Beşinci Bölüm

42 2 0
                                    

  Telefonu açar açmaz "Efendim?" dedim.
    Yazarken bile kulaklarımda çınlıyor. O ses hiç kafamdan çıkmıyor. Amcamın dudaklarından süzülen o cümle "Kübra hemen İstanbul'a geri dönün. Babanı kaybettik. İş kazası geçirdi. Öldü."

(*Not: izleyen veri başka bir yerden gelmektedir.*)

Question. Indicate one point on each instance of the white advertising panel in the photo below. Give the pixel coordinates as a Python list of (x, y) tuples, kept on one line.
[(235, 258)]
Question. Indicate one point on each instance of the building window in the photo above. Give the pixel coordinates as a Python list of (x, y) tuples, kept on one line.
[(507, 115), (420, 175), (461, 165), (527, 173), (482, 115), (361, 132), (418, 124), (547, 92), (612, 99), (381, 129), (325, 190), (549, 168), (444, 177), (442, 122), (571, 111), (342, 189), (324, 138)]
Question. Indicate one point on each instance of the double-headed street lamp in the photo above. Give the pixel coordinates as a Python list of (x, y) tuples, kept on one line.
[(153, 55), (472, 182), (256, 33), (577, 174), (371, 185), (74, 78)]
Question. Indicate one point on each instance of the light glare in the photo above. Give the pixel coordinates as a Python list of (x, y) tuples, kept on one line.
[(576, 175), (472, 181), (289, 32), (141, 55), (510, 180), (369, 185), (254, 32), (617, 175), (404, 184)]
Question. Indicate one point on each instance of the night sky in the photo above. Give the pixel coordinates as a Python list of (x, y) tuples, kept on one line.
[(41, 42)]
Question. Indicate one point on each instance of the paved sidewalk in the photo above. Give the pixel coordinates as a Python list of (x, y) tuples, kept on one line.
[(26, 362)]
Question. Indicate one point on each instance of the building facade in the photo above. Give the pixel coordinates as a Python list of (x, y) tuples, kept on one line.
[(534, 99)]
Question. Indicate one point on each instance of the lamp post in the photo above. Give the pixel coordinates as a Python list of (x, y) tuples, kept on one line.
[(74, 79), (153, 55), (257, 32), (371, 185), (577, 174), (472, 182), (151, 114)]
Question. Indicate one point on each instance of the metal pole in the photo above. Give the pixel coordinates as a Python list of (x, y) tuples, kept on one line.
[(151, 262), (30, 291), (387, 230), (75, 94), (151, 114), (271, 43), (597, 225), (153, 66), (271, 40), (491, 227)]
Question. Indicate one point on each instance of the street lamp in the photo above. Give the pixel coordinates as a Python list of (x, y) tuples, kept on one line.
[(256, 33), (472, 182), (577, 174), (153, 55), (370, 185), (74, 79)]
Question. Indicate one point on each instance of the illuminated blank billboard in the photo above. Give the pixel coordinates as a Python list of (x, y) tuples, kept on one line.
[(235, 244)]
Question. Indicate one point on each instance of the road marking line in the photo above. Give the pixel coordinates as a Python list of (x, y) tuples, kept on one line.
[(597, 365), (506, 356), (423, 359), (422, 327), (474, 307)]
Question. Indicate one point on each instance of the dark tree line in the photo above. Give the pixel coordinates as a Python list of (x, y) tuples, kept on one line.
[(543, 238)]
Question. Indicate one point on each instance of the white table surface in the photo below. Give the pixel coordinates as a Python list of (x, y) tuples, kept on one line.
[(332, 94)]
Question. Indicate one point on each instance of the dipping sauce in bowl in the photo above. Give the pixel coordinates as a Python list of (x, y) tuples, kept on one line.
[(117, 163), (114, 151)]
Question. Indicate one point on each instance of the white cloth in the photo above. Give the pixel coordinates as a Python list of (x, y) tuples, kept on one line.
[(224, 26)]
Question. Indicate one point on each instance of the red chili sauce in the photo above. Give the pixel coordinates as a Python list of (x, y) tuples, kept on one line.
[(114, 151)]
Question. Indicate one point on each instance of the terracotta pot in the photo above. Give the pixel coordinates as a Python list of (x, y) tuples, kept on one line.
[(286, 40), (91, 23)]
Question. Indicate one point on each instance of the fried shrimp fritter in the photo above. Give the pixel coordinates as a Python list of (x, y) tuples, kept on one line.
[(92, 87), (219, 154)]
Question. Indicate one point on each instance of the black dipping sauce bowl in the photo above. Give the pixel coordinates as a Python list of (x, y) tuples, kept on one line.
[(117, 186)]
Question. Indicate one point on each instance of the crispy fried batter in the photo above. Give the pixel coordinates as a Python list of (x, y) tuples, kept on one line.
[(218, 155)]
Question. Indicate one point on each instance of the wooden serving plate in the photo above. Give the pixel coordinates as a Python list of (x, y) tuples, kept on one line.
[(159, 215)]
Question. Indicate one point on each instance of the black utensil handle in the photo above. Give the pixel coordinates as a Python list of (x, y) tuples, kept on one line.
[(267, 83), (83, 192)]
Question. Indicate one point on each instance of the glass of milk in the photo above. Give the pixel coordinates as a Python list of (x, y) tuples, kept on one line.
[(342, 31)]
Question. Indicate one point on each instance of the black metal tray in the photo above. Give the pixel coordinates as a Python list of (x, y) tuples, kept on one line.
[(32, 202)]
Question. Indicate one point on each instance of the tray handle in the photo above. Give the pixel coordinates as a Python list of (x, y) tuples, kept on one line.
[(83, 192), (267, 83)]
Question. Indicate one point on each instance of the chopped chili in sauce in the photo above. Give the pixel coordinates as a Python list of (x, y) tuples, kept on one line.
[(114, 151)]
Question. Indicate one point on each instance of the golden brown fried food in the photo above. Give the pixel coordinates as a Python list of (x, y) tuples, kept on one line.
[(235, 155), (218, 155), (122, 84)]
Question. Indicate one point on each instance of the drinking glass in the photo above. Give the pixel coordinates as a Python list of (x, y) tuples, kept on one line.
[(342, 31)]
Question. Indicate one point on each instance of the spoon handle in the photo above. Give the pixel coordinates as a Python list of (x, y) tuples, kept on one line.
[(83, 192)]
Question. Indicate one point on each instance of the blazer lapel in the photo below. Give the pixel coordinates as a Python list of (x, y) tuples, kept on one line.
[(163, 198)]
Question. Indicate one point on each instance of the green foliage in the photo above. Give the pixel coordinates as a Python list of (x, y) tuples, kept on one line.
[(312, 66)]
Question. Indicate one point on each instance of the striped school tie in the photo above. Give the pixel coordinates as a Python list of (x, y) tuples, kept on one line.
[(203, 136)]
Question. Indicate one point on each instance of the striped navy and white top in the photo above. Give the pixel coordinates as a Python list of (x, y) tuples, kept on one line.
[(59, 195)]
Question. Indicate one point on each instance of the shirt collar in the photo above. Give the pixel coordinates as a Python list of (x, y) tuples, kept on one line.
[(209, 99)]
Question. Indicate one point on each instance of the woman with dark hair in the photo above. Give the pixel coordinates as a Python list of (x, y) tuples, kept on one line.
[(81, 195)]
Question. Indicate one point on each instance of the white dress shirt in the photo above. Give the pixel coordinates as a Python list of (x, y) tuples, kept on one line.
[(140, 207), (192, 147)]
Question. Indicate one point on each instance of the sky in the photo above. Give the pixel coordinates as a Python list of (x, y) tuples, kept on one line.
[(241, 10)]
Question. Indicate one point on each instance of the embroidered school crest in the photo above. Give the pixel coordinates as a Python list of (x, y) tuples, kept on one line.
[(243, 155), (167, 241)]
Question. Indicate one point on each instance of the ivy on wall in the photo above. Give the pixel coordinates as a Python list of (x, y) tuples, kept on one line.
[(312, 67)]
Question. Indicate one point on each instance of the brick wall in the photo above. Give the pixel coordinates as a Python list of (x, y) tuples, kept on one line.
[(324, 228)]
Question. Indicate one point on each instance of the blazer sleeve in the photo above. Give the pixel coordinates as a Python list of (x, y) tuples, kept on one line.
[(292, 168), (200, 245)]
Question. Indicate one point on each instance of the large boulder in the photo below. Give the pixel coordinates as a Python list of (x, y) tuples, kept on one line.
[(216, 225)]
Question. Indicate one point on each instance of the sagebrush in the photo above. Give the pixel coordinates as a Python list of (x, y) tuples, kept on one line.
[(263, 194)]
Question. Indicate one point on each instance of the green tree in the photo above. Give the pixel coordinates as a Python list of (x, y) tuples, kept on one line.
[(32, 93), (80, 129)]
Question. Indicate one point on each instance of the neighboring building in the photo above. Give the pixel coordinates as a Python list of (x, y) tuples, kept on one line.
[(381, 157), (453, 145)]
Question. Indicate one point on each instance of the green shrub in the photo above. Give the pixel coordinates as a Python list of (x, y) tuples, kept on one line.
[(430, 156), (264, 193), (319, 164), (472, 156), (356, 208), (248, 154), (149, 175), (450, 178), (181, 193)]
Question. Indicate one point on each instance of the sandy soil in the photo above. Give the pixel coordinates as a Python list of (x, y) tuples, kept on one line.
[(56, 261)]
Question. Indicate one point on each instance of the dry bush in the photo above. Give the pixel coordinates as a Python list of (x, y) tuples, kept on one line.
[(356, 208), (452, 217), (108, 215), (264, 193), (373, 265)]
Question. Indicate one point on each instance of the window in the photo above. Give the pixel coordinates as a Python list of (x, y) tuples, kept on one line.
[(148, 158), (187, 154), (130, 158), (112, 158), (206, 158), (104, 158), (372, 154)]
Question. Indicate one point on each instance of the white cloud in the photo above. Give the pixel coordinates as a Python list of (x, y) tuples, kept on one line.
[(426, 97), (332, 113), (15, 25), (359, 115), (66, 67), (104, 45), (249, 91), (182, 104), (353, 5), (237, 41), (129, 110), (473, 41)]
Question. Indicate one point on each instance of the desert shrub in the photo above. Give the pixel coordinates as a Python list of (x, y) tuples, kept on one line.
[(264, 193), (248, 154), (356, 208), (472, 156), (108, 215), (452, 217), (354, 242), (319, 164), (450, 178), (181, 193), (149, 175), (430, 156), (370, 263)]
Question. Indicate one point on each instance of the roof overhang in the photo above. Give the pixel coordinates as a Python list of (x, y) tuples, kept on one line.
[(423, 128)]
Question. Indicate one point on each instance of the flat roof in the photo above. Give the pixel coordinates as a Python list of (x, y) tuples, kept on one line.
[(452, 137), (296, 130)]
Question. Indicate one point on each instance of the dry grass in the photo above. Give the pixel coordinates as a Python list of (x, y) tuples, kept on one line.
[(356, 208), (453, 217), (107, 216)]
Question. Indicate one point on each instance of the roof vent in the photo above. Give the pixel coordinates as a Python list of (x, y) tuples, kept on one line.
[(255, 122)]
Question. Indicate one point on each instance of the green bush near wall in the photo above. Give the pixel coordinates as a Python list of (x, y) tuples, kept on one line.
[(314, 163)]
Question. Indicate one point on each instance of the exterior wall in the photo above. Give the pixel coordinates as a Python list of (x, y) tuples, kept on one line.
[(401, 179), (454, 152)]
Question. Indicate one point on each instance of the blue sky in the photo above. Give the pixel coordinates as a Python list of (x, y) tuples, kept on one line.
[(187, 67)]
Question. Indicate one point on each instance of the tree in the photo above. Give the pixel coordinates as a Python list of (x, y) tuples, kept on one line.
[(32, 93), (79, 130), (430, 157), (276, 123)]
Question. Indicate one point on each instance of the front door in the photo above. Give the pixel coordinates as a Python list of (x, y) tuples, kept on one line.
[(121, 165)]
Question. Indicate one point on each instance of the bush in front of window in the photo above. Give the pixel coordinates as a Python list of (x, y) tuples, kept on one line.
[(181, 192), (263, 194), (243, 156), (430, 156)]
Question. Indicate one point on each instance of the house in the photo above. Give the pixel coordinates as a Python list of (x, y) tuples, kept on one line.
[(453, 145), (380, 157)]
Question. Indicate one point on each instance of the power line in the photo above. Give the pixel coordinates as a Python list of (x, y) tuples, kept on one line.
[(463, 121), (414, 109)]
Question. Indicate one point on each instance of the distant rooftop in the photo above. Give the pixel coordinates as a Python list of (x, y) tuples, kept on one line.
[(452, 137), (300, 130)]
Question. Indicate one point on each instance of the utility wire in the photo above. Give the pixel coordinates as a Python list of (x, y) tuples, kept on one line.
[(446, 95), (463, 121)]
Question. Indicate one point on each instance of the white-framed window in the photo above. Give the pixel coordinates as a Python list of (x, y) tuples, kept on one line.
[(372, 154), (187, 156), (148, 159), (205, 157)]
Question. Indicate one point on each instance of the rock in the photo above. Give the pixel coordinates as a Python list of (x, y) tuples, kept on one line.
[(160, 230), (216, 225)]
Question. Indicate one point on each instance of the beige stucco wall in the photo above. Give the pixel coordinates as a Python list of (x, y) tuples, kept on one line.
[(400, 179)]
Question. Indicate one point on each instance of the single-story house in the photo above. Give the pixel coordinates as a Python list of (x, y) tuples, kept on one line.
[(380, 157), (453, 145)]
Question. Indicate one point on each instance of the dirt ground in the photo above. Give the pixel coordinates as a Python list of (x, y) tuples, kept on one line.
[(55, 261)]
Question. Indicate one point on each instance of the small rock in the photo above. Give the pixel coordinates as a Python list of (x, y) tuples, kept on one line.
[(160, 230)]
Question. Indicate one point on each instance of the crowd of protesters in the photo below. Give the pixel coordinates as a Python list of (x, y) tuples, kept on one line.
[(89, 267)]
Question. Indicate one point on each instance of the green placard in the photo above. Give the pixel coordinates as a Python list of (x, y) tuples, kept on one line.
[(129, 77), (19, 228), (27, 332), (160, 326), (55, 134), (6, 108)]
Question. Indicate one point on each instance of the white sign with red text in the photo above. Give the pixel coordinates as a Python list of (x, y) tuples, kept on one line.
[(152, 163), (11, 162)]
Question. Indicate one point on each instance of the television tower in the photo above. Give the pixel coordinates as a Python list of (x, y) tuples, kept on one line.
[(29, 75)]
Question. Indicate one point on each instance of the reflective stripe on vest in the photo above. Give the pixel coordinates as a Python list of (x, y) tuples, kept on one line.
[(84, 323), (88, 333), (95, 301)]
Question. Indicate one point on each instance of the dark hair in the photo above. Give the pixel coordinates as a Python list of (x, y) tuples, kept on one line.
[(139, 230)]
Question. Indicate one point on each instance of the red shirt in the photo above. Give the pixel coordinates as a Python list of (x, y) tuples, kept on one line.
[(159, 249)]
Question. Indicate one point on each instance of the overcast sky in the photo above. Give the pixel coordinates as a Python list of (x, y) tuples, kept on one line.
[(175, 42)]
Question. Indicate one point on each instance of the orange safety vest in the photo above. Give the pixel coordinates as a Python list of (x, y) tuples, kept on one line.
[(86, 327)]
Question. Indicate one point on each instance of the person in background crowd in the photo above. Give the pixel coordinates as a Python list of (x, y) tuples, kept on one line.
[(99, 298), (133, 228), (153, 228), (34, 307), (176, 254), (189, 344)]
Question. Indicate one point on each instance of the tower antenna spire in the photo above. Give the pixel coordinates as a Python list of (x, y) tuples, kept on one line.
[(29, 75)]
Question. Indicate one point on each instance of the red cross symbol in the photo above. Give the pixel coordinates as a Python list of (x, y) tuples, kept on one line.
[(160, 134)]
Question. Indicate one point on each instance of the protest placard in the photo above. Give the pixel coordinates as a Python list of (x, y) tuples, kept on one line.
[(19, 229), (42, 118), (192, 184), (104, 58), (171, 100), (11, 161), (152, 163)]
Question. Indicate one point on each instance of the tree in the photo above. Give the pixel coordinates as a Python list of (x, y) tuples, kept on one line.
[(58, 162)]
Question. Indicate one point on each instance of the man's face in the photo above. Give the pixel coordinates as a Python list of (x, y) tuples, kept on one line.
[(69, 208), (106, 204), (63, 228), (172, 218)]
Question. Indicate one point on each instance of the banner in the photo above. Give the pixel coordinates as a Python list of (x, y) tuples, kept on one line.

    Hayat ölmedende duruyormuş. Nefesim kesildi sanki. On saniye boyunca başımdan kurşunla vurulmuşcasına döndüm. Ses edemedim. İnanamadım. O on saniye benden neler götürmüştü. Çığlık çığlığa "Sen ne diyorsun? Sen bana ne anlatıyorsun amca?" dedim. Telefon yere düştü . Ama yere düşen sadece telefon değildi. Dizlerimin üstünde düşende bendim. O "Babam" diye olan feryadıma koştu annem. Bahçeden koşa koşa geldi .
   "Anne." dedim. "Anne babam." "Babam ölmüş anne,babam gitmiş anne,babam anne babaamm."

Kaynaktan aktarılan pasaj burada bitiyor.